The Aldeb came in a full day later. It descended, following the space beacon the squad ship sent up from its resting place. The Aldeb was not an impressive sight, of course. It was a medium-sized police salvage ship. It had a crew of fifteen, and it was powerfully engined, and it contained a respectable amount of engineering experience and ability, plus some spare parts and, much more important, the tools with which to make others. It came down in a highly matter-of-fact fashion, and Sergeant Madden and Patrolman Willis went over to it to explain the situation.

“The Cerberus came in on rockets,” rumbled the sergeant, in the salvage ship’s skipper’s cabin. “She landed. We found signs that some of her people came out an’ strolled around lookin’ for souvenirs and such. I make a guess that there was a minin’ man among them, but it’s only a guess. Anyhow somebody went over to where there’s some parti-colored cliffs, where the sea comes away inland. And when they got to that place … why … there was a ship there. Then.”

He paused, frowning.

“It would’ve been standing on an artificial shoal place, about thirty yards from a shaft that was the mouth of a mine. Uranium. And there’s been a lot of uranium taken outta there! It was hauled right outta the mine shaft across the beach to the ship that was waitin’. And there’s fresh work in that mine, but not a tool or a scrap of paper to tell who was workin’ it. It must’ve been cleaned up like that every time a ship left after loadin’ up. Humans wouldn’t’ve done it. They wouldn’t care. Huks would. There’s not supposed to be any of them left in these parts, but I’m guessing the mine was dug by Huks, and the Cerberus was taken away by them because the humans on the Cerberus found out there was Huks around.”
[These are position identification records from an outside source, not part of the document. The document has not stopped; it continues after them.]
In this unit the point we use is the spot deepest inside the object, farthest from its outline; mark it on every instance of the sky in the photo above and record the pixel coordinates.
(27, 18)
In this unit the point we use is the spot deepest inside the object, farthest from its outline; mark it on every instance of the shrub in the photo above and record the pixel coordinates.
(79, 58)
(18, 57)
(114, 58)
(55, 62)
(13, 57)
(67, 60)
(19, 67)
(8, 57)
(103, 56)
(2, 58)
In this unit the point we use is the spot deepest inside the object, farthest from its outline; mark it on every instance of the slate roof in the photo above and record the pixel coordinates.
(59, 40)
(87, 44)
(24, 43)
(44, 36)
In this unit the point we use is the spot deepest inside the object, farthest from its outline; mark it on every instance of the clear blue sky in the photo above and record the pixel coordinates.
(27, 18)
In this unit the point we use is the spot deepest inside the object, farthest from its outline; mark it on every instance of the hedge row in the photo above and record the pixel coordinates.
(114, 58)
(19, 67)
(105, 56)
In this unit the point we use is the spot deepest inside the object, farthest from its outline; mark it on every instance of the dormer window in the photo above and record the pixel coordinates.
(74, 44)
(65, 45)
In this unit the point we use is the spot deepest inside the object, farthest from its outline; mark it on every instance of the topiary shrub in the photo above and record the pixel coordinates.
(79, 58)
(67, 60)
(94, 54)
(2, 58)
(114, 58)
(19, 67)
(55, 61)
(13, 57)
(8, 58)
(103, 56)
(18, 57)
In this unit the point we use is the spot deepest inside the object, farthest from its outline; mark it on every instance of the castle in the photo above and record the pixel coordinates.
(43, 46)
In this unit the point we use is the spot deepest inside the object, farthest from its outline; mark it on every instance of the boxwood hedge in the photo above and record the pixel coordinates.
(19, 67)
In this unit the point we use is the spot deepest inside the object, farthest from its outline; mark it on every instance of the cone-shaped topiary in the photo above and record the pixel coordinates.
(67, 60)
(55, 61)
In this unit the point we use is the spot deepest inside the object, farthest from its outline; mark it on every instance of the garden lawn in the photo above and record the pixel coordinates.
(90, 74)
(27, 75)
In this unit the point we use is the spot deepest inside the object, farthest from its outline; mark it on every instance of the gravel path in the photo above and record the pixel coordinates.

Patrolman Willis said: “The sergeant took a chance on the mine being booby-trapped and went in, after sending me out of range.”

The sergeant scowled at him and went on.

“How it happened don’t matter. Maybe somebody spotted the ship from the Cerberus as it was comin’ down. Maybe anything. But whoever run the mine found out somebody knew they were there, so they rushed the Cerberus–there prob’ly wasn’t even a stun-pistol on board to fight with–and they put new rockets on her.”

* * * * *

The skipper of the salvage ship Aldeb nodded wisely.

“A ship comin’ to load up minerals where there wasn’t any spaceport,” he observed, “would have a set of rockets to land on, empty, and a double set to take off on, loaded. Yeah.”

“They must’ve figured,” said Sergeant Madden, “that we just couldn’t make any sense out of what we found. And if we hadn’t turned up that mine, maybe never would. But anyhow they sent the Cerberus off and covered everything up and went off to stay, themselves, until we gave up and went home.”

“I wonder,” said the skipper of the Aldeb, “where they took the Cerberus? That’s my job!”

“Not far,” grunted Sergeant Madden. “They had to be taking the Cerberus somewhere. If they just wanted to wipe it out, after they rushed it, they coulda just set off its fuel like it’d happened in a bad landing. And that landing was bad! If there’d been a fuel-explosion crater at the end of that burnt line on the ground, nobody’d ever’ve looked further. But there wasn’t. So there’s a place they’re takin’ the Cerberus to. But it’s got a brokedown drive. It can only hobble along. They can’t try to get but so far! What’s the nearest sol-type star?”